Another concern for wildlife managers are the dogs that people often bring along on their shed hunts. Dog owners are reminded that in the presence of wildlife, it is common for even the most domesticated pets to revert quickly to their primitive instincts, potentially injuring and stressing deer and elk.
Several states currently allow shed collecting, but require that the collector first purchase a permit. Permits are not currently required in Colorado; however, in the Gunnison Basin, where antler shed collecting is popular, there are two regulations in place to prevent disturbance of animals on public lands in big game management units 54, 55, 551, 66 and 67. Collection of shed antlers is prohibited on public lands within those units from Jan. 1 through March 14. From March 15 through May 15, shed antler collection is prohibited from legal sunset until 10 a.m. Collectors should consult sunset tables.
In addition, collectors should be aware that various local, state and federal laws are always enforced, and irresponsible shed hunters can face fines for harassing wildlife, trespassing onto private lands, or operating a motorized vehicle where they are forbidden.
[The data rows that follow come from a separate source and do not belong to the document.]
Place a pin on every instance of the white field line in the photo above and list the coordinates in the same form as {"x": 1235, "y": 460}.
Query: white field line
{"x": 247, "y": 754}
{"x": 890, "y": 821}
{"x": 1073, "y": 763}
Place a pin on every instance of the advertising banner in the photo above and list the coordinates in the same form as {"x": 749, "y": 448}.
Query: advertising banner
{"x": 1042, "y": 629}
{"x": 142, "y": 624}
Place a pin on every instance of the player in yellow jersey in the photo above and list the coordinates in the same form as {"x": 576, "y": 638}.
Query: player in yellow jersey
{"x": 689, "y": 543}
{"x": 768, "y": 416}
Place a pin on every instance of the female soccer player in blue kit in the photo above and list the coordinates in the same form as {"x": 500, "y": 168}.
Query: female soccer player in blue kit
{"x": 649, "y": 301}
If you plan to operate a motorized vehicle on public lands, it is strongly recommended to check with the Bureau of Land Management for the latest regulations.
Wildlife officers will enforce laws to ensure wildlife populations continue to remain healthy, and encourage collectors to be ethical. Responsible behavior will give collectors, hunters and wildlife watchers the opportunity to enjoy Colorado’s wildlife for years to come.
If anyone sees wildlife harassment or other illegal activity, they are asked to contact their local Colorado Parks and Wildlife office.